There is no Excuse for Lying, neither is there any equally despicable and dangerous with a Liar, no Man being in Safety who frequents his Company; for who will lie (says the English Proverb) will swear; and such an one may take away my Life, turn my Family a begging, and ruin my Reputation, whenever he shall find it for his Interest: For if a Man will lie and swear in his Shop to get a Trifle, why should we question his doing of it, when he may hope to make his Fortune by his Perjury! the Crime is in itself so mean, that to call a Man a Liar, is every where esteem’d an Affront not to be forgiven. If any have Lenity enough to allow the Dealer’s Excuse for this base Practice, yet I believe they will allow none for the Gentleman who is addicted to this Vice, and must look upon him as a Wretch undeserving the Name; and that the World does so, is visible, by the Contempt with which he is mentioned whenever there is Occasion to name him.

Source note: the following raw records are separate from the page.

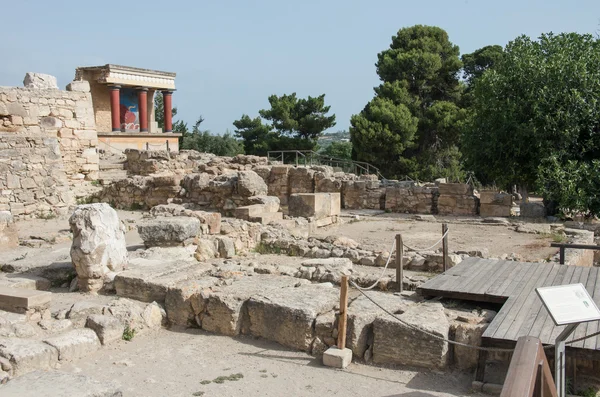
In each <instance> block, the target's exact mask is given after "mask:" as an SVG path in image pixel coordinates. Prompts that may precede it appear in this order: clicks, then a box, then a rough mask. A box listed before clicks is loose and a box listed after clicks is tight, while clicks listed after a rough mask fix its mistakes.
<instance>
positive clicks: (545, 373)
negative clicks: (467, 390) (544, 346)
mask: <svg viewBox="0 0 600 397" xmlns="http://www.w3.org/2000/svg"><path fill="white" fill-rule="evenodd" d="M542 396H543V397H557V396H558V393H557V392H556V386H555V384H554V380H553V379H552V371H551V370H550V366H549V365H548V359H547V358H546V353H544V348H543V347H542V342H541V341H540V340H539V339H538V338H534V337H533V336H522V337H520V338H519V340H518V341H517V347H516V348H515V352H514V353H513V357H512V359H511V360H510V366H509V367H508V373H507V374H506V380H505V381H504V386H503V387H502V393H501V394H500V397H542Z"/></svg>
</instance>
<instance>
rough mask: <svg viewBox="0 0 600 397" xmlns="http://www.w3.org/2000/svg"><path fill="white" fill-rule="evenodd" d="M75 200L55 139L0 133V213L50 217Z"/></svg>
mask: <svg viewBox="0 0 600 397" xmlns="http://www.w3.org/2000/svg"><path fill="white" fill-rule="evenodd" d="M73 201H74V199H73V194H72V193H71V192H70V190H69V183H68V180H67V173H66V172H65V169H64V165H63V161H62V158H61V151H60V145H59V142H58V139H57V138H56V137H51V136H47V135H42V134H31V133H27V134H26V133H23V134H20V135H15V134H14V133H6V132H0V211H10V213H11V214H12V215H13V216H14V217H15V218H17V219H20V218H25V217H32V216H49V215H50V214H51V213H60V212H63V211H65V210H66V209H67V207H68V205H70V204H72V203H73Z"/></svg>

Epimenides the Philosopher, gave the Rhodians this Definition of Truth, That she was Companion of the Gods, the Joy of Heaven, the Light of the Earth, the Basis of Justice, and the Foundation of good Policy. Eschines told the same People, that Truth was a Virtue, without which, Force was enfeebled, Justice corrupted; Humility was Dissimulation, Patience intolerable, Chastity dissembled, Liberty lost, and Pity superfluous. Pharmacus the Philosopher; told the Romans, that Truth was the Centre in which all Things rested; a Chart to sail by, a Remedy for all Evils, and a Light to the whole World. Anaxarchus speaking of Truth, to the Lacedemonians, said, It was Health incapable of Sickness; Life not subject to Death; an Elixir which healeth all; a Sun not to be obscur’d; a Moon without Eclipse; an Herb which never withereth; a Gate that is never closed, and a Path which never fatigues the Traveller.

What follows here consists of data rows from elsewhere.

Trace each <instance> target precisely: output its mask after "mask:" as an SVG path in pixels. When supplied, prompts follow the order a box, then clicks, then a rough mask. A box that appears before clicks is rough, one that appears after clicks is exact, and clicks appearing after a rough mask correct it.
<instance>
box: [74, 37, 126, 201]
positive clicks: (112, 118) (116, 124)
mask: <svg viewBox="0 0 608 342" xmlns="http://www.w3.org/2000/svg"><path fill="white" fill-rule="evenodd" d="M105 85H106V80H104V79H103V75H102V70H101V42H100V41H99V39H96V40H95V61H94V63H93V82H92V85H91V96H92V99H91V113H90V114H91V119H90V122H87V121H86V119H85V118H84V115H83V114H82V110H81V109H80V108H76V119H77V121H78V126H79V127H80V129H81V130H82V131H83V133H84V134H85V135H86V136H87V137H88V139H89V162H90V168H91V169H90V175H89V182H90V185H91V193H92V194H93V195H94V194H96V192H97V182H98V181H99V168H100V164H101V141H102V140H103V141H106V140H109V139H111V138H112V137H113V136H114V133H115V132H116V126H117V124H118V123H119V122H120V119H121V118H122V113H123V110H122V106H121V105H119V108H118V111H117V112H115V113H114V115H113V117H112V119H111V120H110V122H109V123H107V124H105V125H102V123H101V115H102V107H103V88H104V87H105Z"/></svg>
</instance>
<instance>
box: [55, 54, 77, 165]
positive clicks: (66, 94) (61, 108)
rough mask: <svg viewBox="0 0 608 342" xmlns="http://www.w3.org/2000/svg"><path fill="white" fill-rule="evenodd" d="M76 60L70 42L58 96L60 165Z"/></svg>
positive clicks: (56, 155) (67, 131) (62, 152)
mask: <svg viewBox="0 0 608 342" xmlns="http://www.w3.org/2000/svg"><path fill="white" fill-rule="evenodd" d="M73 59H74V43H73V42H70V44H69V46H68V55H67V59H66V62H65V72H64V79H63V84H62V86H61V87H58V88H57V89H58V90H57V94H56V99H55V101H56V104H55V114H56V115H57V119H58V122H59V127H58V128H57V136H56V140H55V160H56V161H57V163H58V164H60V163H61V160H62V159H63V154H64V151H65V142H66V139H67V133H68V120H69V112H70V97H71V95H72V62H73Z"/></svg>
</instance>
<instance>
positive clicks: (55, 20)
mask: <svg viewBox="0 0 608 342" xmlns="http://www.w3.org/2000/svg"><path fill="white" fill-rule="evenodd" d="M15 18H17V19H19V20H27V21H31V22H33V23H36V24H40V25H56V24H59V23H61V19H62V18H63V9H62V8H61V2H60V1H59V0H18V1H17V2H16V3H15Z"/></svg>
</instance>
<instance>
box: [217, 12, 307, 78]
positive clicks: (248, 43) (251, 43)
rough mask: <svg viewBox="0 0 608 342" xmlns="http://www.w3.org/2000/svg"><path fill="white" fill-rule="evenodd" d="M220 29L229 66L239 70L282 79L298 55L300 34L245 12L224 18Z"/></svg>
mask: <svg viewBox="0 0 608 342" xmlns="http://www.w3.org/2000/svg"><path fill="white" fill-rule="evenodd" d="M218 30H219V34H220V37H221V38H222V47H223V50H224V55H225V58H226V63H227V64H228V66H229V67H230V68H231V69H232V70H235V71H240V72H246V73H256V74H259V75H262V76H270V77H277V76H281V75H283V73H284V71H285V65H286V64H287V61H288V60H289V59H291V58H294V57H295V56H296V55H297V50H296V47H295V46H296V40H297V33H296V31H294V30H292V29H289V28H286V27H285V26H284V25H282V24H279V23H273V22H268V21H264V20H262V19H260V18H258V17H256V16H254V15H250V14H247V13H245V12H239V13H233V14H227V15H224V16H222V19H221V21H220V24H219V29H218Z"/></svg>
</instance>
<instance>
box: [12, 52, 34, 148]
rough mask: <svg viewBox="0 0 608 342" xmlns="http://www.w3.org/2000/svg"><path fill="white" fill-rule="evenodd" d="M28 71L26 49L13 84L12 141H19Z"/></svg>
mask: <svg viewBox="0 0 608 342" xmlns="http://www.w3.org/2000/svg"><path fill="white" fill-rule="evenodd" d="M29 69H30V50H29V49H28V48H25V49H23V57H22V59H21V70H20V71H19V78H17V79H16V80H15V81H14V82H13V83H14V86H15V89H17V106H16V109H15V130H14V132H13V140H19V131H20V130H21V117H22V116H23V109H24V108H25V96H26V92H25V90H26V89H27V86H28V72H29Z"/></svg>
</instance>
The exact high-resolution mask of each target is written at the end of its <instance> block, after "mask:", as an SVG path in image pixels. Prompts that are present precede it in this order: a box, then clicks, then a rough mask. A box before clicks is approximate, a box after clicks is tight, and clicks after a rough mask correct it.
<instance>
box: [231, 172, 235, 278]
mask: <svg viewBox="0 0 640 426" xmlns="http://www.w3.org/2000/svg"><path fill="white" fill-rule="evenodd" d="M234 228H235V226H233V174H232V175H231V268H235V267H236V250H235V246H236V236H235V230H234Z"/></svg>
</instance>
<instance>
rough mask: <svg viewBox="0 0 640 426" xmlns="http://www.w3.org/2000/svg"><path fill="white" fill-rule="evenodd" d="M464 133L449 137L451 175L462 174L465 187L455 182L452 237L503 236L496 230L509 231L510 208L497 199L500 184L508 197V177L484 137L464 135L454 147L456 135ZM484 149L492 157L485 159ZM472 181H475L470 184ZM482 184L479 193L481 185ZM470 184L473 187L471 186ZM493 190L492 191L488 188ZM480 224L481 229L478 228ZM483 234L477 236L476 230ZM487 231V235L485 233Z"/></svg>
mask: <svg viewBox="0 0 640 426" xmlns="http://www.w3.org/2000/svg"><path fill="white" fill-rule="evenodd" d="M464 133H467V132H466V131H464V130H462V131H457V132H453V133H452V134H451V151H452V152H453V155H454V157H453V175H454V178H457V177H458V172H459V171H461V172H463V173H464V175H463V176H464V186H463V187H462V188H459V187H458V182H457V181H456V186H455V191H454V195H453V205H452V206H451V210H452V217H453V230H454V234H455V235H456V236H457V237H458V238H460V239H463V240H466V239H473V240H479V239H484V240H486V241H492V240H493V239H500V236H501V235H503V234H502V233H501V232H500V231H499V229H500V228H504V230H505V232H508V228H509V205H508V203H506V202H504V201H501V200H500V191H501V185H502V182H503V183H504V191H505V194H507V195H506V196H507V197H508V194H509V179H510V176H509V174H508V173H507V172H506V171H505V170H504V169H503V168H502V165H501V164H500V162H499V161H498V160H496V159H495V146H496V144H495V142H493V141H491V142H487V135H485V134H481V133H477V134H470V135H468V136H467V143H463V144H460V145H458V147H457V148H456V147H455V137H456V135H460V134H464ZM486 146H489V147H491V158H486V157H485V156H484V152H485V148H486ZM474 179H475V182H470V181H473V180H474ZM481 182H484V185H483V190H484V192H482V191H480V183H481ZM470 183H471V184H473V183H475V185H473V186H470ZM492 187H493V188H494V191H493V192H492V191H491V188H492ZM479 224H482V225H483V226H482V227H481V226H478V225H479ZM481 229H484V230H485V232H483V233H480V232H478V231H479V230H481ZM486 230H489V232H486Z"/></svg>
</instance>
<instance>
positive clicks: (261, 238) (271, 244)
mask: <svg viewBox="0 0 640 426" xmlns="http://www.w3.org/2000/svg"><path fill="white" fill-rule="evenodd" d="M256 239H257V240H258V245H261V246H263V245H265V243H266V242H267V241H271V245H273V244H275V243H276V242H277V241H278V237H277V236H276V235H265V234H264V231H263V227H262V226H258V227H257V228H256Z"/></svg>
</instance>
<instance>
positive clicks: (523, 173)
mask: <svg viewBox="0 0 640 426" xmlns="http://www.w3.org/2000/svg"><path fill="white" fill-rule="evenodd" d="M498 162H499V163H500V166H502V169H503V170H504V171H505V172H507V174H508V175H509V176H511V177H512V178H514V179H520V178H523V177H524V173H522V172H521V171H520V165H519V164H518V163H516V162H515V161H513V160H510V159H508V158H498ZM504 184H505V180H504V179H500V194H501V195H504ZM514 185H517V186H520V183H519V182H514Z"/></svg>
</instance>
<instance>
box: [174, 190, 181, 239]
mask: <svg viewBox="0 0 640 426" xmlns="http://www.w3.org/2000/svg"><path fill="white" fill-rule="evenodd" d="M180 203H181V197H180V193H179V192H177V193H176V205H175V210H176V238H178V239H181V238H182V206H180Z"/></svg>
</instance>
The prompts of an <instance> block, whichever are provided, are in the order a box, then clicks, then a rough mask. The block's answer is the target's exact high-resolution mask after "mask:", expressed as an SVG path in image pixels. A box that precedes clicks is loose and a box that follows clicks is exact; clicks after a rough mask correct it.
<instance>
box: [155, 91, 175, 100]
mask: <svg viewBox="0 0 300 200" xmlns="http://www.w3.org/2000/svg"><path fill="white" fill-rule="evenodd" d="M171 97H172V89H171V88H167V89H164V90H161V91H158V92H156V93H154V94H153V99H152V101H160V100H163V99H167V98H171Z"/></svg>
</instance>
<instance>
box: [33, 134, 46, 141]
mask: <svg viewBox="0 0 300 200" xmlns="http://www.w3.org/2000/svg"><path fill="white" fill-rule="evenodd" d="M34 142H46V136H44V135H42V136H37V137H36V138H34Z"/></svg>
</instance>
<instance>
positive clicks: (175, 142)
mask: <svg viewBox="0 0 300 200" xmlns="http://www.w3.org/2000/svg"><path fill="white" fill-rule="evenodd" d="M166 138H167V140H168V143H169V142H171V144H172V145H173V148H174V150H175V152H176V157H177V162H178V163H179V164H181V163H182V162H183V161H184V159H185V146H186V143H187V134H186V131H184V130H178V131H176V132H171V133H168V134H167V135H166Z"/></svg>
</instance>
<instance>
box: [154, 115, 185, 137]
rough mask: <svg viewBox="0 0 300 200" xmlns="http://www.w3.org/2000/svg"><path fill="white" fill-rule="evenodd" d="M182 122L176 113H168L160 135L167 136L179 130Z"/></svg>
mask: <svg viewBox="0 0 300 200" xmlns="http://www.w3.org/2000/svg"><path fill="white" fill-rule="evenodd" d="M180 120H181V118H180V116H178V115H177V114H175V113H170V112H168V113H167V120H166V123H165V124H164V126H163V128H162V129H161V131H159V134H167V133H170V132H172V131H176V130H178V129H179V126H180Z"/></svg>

But if we are blind to the Beauties of Truth, it’s astonishing that we should not open our Eyes to the Inconveniencies of Falsities; for a Man given to Romance, must be always on his Guard, for Fear of contradicting, and exposing himself to the Derision of his Hearers: For the most Historical would avoid the odious Character; tho’ ’tis impossible for any, with all their Circumspection, to travel long in this Road, without being discover’d; and then what Shame, what Confusion follows! he is continually anxious to hide himself from the Knowledge of the World, and loads his Memory with Trifles, for fear of being taken with his own Words. Whereas, who is a Votary to Truth, never hesitates for an Answer, never wrecks his Invention, to make the Sequel quadrate with the foregoing Part of his Discourse; is not obliged to burden his Memory with minute Circumstances, since Truth easily recollects them, speaks openly, and will repeat the same Things often, without varying; which a Liar can hardly do, without that necessary Gift, a good Memory.